After a bunch of analysis, the ATF found the following
Held, a firearm, as defined by the National Firearms Act (NFA), 26 U.S.C. 5845(a)(3), is made when un-assembled parts are placed in close proximity in such a way that they:

(a) Serve no useful purpose other than to make a rifle having a barrel or barrels of less than 16 inches in length (e.g., a receiver, an attachable shoulder stock, and barrel of less than 16 inches in length); or (b) Convert a complete weapon into such an NFA firearm, including –

  1. A pistol and attachable shoulder stock; and
  2. A rifle with a barrel of 16 inches or more in length, and an attachable barrel of less than 16 inches in length.


Such weapons must be registered and are subject to all requirements of the NFA.

Held further, a firearm, as defined by 26 U.S.C. 5845(a)(3) and (a)(4), is not made when parts in a kit that were originally designed to be configured as both a pistol and a rifle are assembled or re-assembled in a configuration not regulated under the NFA (e.g., as a pistol, or a rifle with a barrel of 16 inches or more in length).

Held further, a firearm, as defined by 26 U.S.C. 5845(a)(3) and (a)(4), is not made when a pistol is attached to a part or parts designed to convert the pistol into a rifle with a barrel of 16 inches or more in length, and the parts are later un-assembled in a configuration not regulated under the NFA (e.g., as a pistol).

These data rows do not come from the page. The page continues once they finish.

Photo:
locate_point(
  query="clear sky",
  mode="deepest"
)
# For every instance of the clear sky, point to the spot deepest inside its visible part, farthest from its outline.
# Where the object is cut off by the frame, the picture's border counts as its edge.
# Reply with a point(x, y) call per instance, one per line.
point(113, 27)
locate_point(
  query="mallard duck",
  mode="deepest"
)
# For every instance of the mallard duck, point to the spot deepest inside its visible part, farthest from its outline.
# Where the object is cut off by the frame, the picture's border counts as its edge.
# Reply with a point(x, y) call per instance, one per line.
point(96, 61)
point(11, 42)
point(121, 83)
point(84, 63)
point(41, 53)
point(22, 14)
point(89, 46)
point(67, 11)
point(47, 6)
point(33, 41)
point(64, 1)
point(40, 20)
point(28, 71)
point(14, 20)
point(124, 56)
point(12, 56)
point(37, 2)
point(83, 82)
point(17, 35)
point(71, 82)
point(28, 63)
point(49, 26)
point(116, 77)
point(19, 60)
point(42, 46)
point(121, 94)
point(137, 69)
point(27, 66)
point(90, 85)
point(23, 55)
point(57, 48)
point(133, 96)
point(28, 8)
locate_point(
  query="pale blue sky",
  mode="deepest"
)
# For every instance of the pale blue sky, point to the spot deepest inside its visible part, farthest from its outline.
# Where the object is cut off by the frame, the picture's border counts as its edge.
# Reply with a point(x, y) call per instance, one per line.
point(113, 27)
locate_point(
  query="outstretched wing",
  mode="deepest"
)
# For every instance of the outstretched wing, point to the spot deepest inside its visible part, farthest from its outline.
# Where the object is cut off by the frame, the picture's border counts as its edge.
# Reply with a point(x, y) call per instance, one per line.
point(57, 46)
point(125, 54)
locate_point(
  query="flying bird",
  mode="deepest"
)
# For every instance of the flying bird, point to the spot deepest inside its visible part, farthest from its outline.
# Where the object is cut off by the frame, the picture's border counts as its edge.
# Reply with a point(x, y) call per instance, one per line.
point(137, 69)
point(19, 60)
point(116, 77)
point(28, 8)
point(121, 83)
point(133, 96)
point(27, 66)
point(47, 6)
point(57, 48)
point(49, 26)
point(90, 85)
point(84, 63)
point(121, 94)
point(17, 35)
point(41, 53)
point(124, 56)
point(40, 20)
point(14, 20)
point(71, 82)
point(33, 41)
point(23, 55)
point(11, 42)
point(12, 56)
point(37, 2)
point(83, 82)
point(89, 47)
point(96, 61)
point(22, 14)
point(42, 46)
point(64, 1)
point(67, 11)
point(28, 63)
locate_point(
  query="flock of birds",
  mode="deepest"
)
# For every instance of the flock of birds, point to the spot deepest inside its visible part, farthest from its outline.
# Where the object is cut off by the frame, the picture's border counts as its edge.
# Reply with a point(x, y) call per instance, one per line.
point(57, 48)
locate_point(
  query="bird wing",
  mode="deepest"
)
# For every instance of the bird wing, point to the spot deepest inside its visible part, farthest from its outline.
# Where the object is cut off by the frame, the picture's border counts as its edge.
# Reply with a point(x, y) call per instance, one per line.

Held further, a firearm, as defined by 26 U.S.C. 5845(a)(4), is made when a handgun or other weapon with an overall length of less than 26 inches, or a barrel or barrels of less than 16 inches in length, is assembled or produced from a weapon originally assembled or produced only as a rifle. Such weapons must be registered and are subject to all requirements of the NFA.

If you have an item that you previously thought was ok, but is now regulated by the NFA you should obtain a Form 1 approval and tax stamp to make a NFA firearm. Possession of a firearm that you previously though was not a NFA firearm, is not a defense to continued possession of a NFA firearm.